As I began sharing with these kids I felt and knew that God was with us and that He had caused the pain in my head to subside. I sent up a silent praise at His mercy. I presented what salvation was and how they could know when it was real in their lives. I then shared on what baptism is and the significance it plays in our walk with Christ. Then I answered questions for over an hour. I have to say that our young people are hungry for answers and they want us, their elders, to take the time to listen and answer their questions.
Some of the questions were tough and again I had to ask for His help and His strength. How do you answer a question that challenges their heritage and their culture? The questions they asked we have heard consistently since we have been here. Will I go to hell if I commit a sin and die before I get a chance to ask for forgiveness? Will I go to heaven if I have never been baptized? Do I have to be confirmed to be a Christian? Do I have to be confirmed to get married? What if my pastor does not live as he teaches us to live? How do I pray for someone I hate? On and on the questions came and the whole time I felt God speaking through me.

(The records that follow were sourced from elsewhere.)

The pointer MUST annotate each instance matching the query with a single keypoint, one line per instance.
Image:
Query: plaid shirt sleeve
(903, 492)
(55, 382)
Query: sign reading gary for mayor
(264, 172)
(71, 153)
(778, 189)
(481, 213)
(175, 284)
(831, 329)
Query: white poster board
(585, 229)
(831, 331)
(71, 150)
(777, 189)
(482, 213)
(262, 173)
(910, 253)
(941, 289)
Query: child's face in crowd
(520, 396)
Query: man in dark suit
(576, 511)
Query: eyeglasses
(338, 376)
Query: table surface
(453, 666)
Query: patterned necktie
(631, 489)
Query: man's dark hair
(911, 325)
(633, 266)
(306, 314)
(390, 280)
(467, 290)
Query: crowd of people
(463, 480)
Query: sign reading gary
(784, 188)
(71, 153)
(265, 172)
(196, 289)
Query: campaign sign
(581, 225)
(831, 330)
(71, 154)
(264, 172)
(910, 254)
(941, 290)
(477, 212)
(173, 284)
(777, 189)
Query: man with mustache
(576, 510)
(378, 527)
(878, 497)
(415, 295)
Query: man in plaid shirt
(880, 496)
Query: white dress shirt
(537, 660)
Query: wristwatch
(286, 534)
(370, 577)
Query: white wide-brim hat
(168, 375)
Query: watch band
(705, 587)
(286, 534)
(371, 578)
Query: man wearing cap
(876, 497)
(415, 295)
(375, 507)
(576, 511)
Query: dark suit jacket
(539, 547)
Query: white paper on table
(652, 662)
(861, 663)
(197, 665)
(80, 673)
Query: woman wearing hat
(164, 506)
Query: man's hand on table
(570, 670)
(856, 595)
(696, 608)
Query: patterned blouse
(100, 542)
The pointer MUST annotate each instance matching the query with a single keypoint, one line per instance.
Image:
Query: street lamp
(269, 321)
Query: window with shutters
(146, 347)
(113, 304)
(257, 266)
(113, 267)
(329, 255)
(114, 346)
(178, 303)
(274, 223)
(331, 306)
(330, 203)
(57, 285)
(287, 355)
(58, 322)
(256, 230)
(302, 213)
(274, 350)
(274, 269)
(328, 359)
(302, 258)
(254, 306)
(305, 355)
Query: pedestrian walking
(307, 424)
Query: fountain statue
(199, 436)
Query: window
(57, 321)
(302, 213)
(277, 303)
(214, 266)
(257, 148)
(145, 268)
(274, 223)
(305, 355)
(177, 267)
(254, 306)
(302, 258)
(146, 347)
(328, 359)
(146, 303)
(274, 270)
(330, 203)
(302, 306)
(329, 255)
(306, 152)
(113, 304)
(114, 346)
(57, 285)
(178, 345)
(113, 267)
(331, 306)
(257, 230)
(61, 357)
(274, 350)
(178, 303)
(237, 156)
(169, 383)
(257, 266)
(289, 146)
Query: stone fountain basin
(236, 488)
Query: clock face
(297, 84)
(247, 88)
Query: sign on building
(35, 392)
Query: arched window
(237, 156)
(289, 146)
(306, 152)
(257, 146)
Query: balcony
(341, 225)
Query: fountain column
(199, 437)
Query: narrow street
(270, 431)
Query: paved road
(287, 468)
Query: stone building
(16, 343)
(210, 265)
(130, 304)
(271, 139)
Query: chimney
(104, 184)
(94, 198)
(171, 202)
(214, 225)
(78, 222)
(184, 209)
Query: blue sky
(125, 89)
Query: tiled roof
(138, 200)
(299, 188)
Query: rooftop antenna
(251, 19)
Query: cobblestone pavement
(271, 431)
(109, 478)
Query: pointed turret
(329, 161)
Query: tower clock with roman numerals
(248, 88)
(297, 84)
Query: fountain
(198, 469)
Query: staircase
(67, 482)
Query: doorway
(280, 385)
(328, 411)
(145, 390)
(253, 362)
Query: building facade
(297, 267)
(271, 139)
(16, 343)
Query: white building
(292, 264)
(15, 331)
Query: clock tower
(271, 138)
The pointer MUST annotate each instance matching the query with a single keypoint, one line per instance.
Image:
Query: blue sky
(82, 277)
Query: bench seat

When we finished there were ten young men in the group. It sprinkled on and off the whole time but we stayed and talked and shared. It was an amazing time and I am glad I went. Being with these future leaders was encouraging to me and I had no idea that I had been an encouragement to them.

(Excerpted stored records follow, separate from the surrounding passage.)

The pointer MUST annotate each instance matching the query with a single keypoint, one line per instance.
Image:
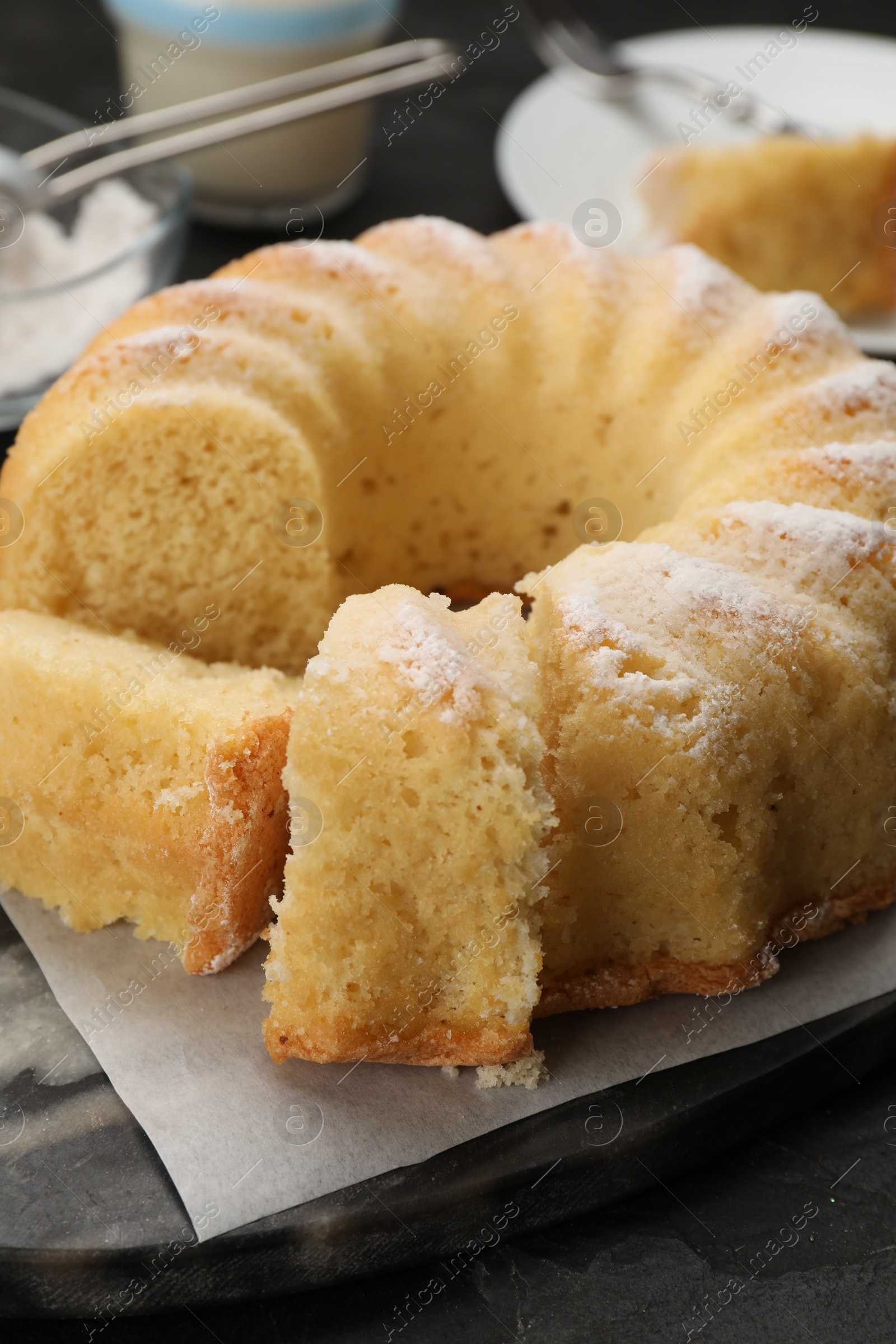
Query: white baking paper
(242, 1136)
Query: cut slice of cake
(142, 784)
(409, 928)
(786, 213)
(708, 737)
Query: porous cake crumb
(144, 785)
(409, 928)
(523, 1073)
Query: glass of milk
(171, 52)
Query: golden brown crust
(242, 858)
(324, 1043)
(612, 987)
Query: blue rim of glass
(167, 222)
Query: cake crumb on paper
(523, 1073)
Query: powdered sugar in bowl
(65, 276)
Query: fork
(593, 65)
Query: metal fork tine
(302, 81)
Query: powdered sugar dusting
(825, 539)
(872, 463)
(823, 328)
(866, 386)
(704, 287)
(430, 662)
(712, 589)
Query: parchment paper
(242, 1136)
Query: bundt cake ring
(683, 758)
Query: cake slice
(712, 722)
(409, 926)
(142, 784)
(786, 213)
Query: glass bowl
(42, 330)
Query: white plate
(558, 148)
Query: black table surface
(641, 1271)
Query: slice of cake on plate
(787, 213)
(140, 784)
(409, 928)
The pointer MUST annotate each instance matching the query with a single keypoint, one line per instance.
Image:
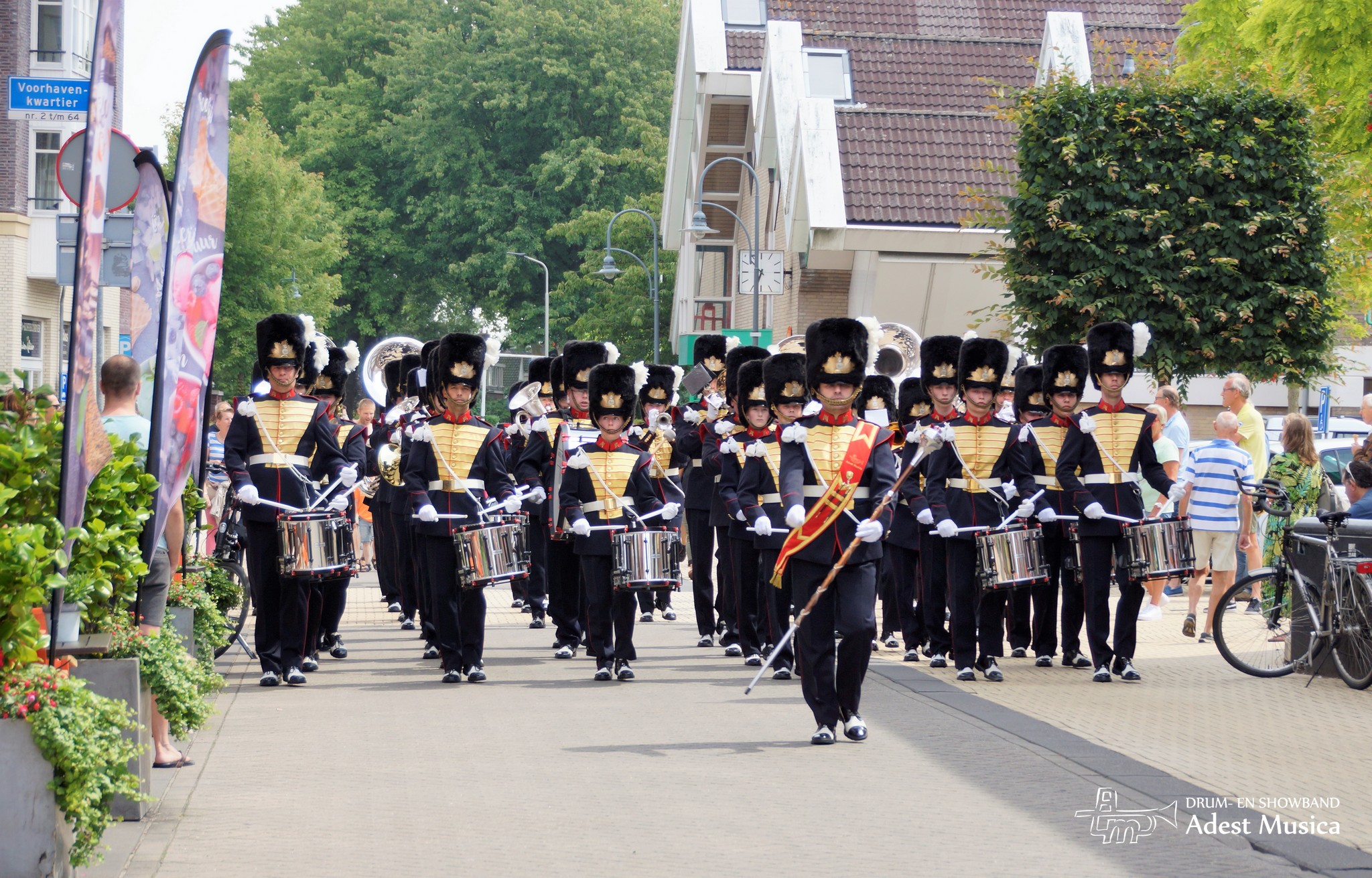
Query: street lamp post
(610, 269)
(525, 256)
(699, 227)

Their leader, one of the men I am mentoring, came to me later and said that the young men were surprised to see me come in the rain and then to sit on the ground with them. I did not think anything of it at the time. I just did what Jesus would do. I got down on their level so that I could be with them.
When I got home it was after 7:00pm and my head was killing me. God had sustained me through the whole time I was talking. Praise the Lord for allowing me to be the one He used to share with these young men.

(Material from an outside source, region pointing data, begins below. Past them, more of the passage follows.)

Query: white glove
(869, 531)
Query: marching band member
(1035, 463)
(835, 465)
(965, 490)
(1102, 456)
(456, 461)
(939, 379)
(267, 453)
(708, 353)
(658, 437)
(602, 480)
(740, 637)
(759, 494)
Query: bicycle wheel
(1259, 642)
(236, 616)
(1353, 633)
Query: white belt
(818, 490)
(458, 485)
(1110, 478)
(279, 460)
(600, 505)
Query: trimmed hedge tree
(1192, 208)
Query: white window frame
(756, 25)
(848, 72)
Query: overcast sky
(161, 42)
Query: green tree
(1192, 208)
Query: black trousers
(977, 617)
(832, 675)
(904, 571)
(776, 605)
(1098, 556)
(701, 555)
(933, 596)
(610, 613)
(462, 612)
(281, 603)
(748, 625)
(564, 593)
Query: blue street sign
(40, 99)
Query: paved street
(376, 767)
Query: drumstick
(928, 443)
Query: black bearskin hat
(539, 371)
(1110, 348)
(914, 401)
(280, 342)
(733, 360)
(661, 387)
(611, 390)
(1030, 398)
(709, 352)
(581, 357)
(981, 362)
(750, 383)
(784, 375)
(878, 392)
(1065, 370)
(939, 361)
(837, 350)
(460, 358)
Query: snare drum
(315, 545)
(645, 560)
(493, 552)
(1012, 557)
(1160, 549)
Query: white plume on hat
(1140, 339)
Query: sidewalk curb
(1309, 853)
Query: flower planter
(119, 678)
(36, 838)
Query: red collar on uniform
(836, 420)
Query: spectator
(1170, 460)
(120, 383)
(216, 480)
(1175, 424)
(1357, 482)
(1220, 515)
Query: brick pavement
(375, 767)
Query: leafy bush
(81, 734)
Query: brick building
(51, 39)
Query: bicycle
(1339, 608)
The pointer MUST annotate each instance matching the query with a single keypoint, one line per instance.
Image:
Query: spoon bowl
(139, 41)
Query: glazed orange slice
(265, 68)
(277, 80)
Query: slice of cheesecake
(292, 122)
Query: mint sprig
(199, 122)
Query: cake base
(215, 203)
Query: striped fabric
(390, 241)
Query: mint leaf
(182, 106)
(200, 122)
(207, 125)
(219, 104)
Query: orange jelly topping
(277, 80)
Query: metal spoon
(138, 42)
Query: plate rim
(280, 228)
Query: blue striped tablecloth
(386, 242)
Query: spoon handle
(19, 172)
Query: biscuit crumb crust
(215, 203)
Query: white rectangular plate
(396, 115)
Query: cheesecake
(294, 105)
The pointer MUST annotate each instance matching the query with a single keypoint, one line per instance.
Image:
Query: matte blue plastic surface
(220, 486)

I am learning and coming to realize that our walk with Christ is not just 9 to 5, it is 24/7. He wants us to be ready at all times to be His hands and feet. I continue to pray that He will shape me to be more like Him. Even though I am in pain I know that He is at work in me and through me.
Thank you for your prayers. I can honestly say that I have felt them and cherish them.

Friday, March 5, 2010

YWAM students filled my cup!











While the week of teaching is still fresh in my mind and heart, I wanted to take a few minutes to post a brief report. Like last year, I was energized and filled up each day as the students soaked in the teaching of Choose to Wait. Most of them have heard some sort of teaching about Love and Sex, but ALL of them commented that THIS was different. It was my joy to present to them God's design for love, marriage and sex. We had some lively discussions, fun role-plays and dramas, and a few somber moments where I could sense the Holy Spirit was gently healing past wounds. Some had father wounds, others mother wounds, still others - relationship wounds. Their enthusiasm and interaction made it a pleasure for me. Several of these students are fresh out of High School and yet are so eager to strengthen their relationship with God and build their faith by submitting to the DTS (Discipleship Training School) training. It was inspiring to be with them, not just for the class time, but for tea time, meals and one-on-one visits. This week I met some GREAT young people (from Namibia, USA, South Africa, Zimbabwe, and England) and count it a privilege to have participated in their overall training. I have a deep respect for the staff of YWAM and the work they are doing with young people. The Spirit of the Lord was definitely at work in the hearts and minds of each one. One again, He proved His faithfulness. Thank you for your prayers.